Часы
1876
XV
Давыдов отец все не ехал и даже писем не присылал. Лето давно стало; июнь месяц шел к концу. Мы истомились в ожидании.
Между тем начали ходить слухи, что Латкину вдруг гораздо похужело, и семья его — того и жди — с голоду помрет, а не то дом завалится и крышей всех задавит. Давыд даже в лице изменился и такой стал злой и угрюмый, что хоть не приступайся к нему. Отлучаться он тоже стал чаще. С Раисой я не встречался вовсе. Изредка мелькала она вдали, быстро переходя через улицу своей красивой, легкой походкой, прямая, как стрела, с поджатыми руками, с темным и умным взором под длинными бровями, с озабоченным выражением на бледном и милом лице — вот и все. Тетка, с помощью своего Транквиллитатина, жучила меня по-прежнему и по-прежнему укоризненно шептала мне в самое ухо: «вор, сударь, вор!» Но я не обращал на нее внимания; а отец захлопотался, корпел, разъезжал, писал и знать ничего не хотел.
Однажды, проходя мимо знакомой яблони, я, больше по привычке, бросил косвенный взгляд на известное местечко, и вдруг мне показалось, как будто на поверхности земли, прикрывавшей наш клад, произошла некоторая перемена….. Как будто горбинка появилась там, где прежде было углубление, и куски щебня лежали уже не так! «Что это значит? — подумалось мне. — Неужто кто-нибудь проник нашу тайну и вырыл часы?»
Надо было удостовериться в этом собственными глазами.

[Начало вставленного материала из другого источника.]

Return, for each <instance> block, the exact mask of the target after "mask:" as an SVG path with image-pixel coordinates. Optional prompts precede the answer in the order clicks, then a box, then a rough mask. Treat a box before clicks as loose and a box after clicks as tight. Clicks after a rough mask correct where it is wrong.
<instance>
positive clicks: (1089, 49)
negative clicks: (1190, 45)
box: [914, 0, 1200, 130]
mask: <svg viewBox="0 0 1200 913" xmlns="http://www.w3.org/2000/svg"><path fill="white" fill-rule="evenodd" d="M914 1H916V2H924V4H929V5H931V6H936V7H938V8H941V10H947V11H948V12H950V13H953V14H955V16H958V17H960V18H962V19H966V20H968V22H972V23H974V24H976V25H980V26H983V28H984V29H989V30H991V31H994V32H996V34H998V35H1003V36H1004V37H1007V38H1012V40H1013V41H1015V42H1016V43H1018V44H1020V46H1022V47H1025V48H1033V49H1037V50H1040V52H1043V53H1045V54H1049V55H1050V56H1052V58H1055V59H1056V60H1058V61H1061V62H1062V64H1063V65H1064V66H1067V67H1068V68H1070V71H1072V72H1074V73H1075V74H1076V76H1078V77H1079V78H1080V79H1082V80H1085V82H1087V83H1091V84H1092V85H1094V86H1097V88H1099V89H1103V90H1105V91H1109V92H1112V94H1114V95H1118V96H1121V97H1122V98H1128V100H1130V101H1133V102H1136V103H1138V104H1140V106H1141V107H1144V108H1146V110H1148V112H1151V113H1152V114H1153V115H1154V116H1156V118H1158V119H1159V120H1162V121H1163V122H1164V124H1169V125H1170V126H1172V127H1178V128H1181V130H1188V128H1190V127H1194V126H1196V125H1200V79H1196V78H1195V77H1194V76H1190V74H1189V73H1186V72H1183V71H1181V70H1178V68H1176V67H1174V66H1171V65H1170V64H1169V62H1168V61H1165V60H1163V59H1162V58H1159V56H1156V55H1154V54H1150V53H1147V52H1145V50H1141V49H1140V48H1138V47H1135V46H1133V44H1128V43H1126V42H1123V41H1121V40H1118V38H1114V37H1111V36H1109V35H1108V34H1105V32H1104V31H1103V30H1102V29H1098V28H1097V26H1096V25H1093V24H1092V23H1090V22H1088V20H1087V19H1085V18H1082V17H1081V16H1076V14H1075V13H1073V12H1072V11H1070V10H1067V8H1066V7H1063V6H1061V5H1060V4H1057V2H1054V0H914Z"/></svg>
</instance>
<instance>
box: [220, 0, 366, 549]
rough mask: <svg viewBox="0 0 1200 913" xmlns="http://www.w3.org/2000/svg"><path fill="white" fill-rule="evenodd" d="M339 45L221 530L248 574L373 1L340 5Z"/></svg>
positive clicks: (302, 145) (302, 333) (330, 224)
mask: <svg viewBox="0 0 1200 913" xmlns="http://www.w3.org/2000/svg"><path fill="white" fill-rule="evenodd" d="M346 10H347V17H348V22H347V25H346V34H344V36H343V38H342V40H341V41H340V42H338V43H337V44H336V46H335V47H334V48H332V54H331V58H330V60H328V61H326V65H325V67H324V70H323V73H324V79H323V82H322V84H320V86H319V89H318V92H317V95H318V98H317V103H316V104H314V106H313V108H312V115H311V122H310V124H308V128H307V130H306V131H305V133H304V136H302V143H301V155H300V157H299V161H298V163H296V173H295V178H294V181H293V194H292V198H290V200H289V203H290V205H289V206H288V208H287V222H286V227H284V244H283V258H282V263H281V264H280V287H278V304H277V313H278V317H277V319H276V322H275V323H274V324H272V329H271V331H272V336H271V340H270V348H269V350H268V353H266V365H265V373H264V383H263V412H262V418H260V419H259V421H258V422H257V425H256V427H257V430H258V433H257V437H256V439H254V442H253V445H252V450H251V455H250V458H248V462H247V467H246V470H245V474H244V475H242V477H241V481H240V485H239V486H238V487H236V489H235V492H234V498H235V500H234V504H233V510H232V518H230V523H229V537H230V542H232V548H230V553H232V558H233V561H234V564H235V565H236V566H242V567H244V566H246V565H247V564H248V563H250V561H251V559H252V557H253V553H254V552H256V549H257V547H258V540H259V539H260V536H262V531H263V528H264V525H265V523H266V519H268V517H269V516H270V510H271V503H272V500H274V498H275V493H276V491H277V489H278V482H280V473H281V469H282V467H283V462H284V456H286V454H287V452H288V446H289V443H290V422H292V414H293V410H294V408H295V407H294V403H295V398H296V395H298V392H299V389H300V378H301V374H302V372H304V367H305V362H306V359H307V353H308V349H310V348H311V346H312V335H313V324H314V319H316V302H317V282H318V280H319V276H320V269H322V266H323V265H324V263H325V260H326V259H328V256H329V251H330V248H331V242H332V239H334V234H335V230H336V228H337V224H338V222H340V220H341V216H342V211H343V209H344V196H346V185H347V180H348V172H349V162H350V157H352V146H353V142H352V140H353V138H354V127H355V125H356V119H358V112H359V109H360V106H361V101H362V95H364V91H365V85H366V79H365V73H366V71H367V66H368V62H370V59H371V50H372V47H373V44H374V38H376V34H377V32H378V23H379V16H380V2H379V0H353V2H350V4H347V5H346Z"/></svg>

К часам, ржавеющим в утробе земли, я, конечно, чувствовал полнейшее равнодушие; но не позволить же другому воспользоваться ими! А потому на следующий же день я, снова поднявшись до зари и вооружившись ножом, отправился в сад, отыскал намеченное место под яблоней, принялся рыть и, вырывши чуть не аршинную яму, должен был убедиться, что часы пропали, что кто-то их достал, вытащил, украл!
— Но кто же мог их… вытащить, кроме Давыда?
Кто другой знал, где они находились?
Я засыпал яму и вернулся домой. Я чувствовал себя глубоко обиженным.
«Положим, — думал я, — часы понадобились Давыду для того, чтобы спасти от голодной смерти свою будущую жену или ее отца… Что там ни говори, часы эти чего-нибудь да стоят… Да как было не прийти ко мне и не сказать: „Брат! (я на месте Давыда непременно сказал бы: брат) брат! Я нуждаюсь в деньгах; у тебя их нет, я знаю, но позволь воспользоваться теми часами, которые мы вместе с тобою зарыли под старой яблонью! Они никому не приносят пользы, а я тебе так буду благодарен, брат!“ С какой бы радостью я согласился! Но действовать тайно, изменнически, не довериться другу… Нет! Никакая страсть, никакая нужда этого не извиняет!»
Я, повторяю, я был сильно оскорблен. Я начал было выказывать холодность, дуться…
Но Давыд был не из тех, которые это замечают и тревожатся!
Я начал делать намеки…
Но Давыд, казалось, нисколько не понимал моих намеков.
Я говорил при нем, как низок в моих глазах тот человек, который, имея друга и даже понимая все значение этого священного чувства дружбы, не обладает, однако, достаточно великодушием, чтобы не прибегать к хитрости; как будто можно что-нибудь скрыть!
Произнося эти последние слова, я смеялся презрительно.
Но Давыд и ухом не вел!
Я наконец прямо спросил его: как он полагает, часы наши шли еще некоторое время, будучи похоронены в землю, или тотчас же остановились?
Он отвечал мне:
— А черт их знает! Вот нашел о чем размышлять?!
Я не знал, что думать. У Давыда, очевидно, было что-то на́ сердце… но только не похищение часов. Неожиданный случай доказал мне его невинность.